The Trump Organization's former CFO is expected to admit to 15 felonies
STEVE INSKEEP, HOST:
A longtime executive at the Trump Organization is expected to plead guilty to tax fraud in Manhattan criminal court today.
LEILA FADEL, HOST:
That would make Allen Weisselberg the latest Trump ally to be convicted at trial or plead guilty to a felony. He worked for Donald Trump long before he ran for president.
INSKEEP: NPR's Andrea Bernstein is here to explain. Good morning.
ANDREA BERNSTEIN, BYLINE: Good morning.
INSKEEP: What has Weisselberg done for Trump over the years?
BERNSTEIN: So Allen Weisselberg is the closest any human being can come to being the physical embodiment of Trump's business. He's worked for the Trumps since the 1970s, when Donald Trump's father, Fred, was renting apartments in Brooklyn. Weisselberg really knows the ins and outs of the company better than anyone, excepting maybe Donald Trump. And as of today, if the plea deal is accepted, Weisselberg will be the highest-level Trump Organization official to admit to a felony.
INSKEEP: Well, I'm just thinking about this. When you admit to a felony, you also have to state in court exactly what you did. What is he expected to say?
BERNSTEIN: So we don't know exactly until the hearing concludes. But Weisselberg was charged with 15 felonies for carrying out a more than 15-year scheme to cheat taxpayers by taking part of his salary through untaxed benefits, like a luxury apartment, private school tuition for his grandchildren and Mercedes-Benzes for him and his wife. The prosecutors say he hid nearly $2 million of income in this way. The crimes he was charged with include fraud, conspiracy and grand larceny.
INSKEEP: And why is he admitting to all of this now?
BERNSTEIN: So last week, the judge in the case denied Weisselberg and the Trump Organization's motions to dismiss the case. That's often a time when these plea deals happen.
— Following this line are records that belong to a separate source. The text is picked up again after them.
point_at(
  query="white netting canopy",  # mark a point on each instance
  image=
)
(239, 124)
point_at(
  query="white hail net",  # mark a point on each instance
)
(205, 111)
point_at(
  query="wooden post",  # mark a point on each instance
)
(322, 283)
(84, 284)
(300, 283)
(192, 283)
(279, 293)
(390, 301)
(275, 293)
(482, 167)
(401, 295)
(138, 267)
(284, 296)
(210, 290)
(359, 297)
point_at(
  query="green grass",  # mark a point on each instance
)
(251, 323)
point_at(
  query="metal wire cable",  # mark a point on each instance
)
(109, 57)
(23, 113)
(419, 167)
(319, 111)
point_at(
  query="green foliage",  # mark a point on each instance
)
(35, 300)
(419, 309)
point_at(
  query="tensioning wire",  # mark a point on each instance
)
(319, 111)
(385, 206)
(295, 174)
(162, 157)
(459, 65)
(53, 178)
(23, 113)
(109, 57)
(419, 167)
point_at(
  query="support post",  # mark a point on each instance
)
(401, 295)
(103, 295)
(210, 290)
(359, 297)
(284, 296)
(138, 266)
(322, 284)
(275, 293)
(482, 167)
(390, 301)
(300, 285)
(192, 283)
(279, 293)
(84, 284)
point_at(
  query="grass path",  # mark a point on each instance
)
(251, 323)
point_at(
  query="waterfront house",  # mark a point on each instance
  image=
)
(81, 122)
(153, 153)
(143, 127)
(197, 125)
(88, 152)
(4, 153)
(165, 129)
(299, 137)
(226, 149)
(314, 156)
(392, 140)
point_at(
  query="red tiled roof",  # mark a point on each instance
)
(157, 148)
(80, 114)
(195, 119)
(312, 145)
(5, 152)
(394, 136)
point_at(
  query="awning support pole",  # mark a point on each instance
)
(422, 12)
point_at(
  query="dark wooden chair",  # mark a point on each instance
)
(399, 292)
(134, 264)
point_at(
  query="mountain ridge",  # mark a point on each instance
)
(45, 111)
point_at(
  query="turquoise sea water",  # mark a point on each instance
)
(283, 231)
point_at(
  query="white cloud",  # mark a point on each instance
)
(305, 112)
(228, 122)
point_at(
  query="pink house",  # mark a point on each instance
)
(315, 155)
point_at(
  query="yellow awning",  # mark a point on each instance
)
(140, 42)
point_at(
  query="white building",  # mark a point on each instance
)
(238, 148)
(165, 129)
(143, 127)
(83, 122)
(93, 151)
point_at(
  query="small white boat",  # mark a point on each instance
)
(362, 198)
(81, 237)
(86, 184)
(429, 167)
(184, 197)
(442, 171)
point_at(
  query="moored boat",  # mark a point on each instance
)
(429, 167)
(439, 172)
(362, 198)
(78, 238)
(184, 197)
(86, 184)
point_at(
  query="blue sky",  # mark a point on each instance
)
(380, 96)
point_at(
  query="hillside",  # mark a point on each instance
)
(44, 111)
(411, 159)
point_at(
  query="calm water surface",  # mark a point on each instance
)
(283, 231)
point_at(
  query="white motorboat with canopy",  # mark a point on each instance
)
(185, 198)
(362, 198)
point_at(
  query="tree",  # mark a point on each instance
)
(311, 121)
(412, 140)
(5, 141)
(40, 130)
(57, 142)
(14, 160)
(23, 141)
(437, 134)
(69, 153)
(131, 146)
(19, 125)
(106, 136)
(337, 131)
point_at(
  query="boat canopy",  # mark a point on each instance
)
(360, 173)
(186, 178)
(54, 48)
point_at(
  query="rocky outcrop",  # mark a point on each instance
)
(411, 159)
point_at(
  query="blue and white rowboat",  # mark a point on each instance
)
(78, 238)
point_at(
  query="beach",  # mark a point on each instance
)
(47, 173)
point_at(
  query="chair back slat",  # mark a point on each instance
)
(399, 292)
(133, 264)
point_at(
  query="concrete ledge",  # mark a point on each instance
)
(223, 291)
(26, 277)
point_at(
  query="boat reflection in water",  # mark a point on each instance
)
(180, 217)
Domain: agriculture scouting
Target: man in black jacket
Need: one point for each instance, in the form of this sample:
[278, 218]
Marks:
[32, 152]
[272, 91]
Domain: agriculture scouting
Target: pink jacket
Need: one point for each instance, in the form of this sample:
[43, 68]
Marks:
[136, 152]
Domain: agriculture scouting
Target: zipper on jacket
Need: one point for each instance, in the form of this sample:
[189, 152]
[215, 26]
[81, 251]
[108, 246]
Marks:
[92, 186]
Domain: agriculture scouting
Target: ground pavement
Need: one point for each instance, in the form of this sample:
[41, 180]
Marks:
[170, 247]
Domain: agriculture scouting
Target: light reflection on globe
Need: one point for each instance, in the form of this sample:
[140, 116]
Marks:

INSKEEP: Well, what is known about the terms? Like, what is he getting in return in terms of a reduced sentence or whatever else?
BERNSTEIN: So in this case, it looks like Weisselberg, who's in his 70s, will say he committed crimes and agreed to a jail sentence of just months. Weisselberg may cooperate with prosecutors in some way. But it won't be certain exactly how that will work until the judge OKs the deal. What we very much know is that Weisselberg has worked hard not to do anything that could put him at odds with Donald Trump.
INSKEEP: Although, if he is needing to cooperate as part of a deal, that means aiming, presumably, at his boss. Investigators tend to go up the chain rather than down the chain. So what kind of cooperation could he potentially provide?
BERNSTEIN: Well, it's complicated. But he can testify at a potential trial of Donald Trump's company. As of now, because Donald Trump's business is under criminal indictment in the same scheme and is not pleading guilty, there's a trial set for October 24. And under New York law, if top executives have committed crimes, that's imputed to the corporation. So if Weisselberg pleads guilty, his testimony could help make a case against Trump's company. But that might not necessarily implicate Donald Trump.
INSKEEP: How does this case fit in with the wider docket of former Trump employees?
BERNSTEIN: Weisselberg isn't even the first top Trump executive to plead guilty to felonies. There was, for example, Michael Cohen, the former counsel and VP there. There was Trump's former campaign manager, Paul Manafort, who was convicted of tax fraud, money laundering and conspiracy against the United States. Political adviser Roger Stone, convicted of lying to Congress. Former national security adviser Michael Flynn, convicted of lying to the FBI. And just this summer, adviser Steve Bannon, convicted of contempt of Congress. Manafort, Stone and Flynn were pardoned by Trump. But all these aides were convicted of felonies. Weisselberg is just the latest. And though Trump is under investigation, he said he's done nothing wrong. And he says the investigations are politically motivated, quote, "witch hunts."
INSKEEP: NPR's Andrea Bernstein. Thanks.
BERNSTEIN: Thank you.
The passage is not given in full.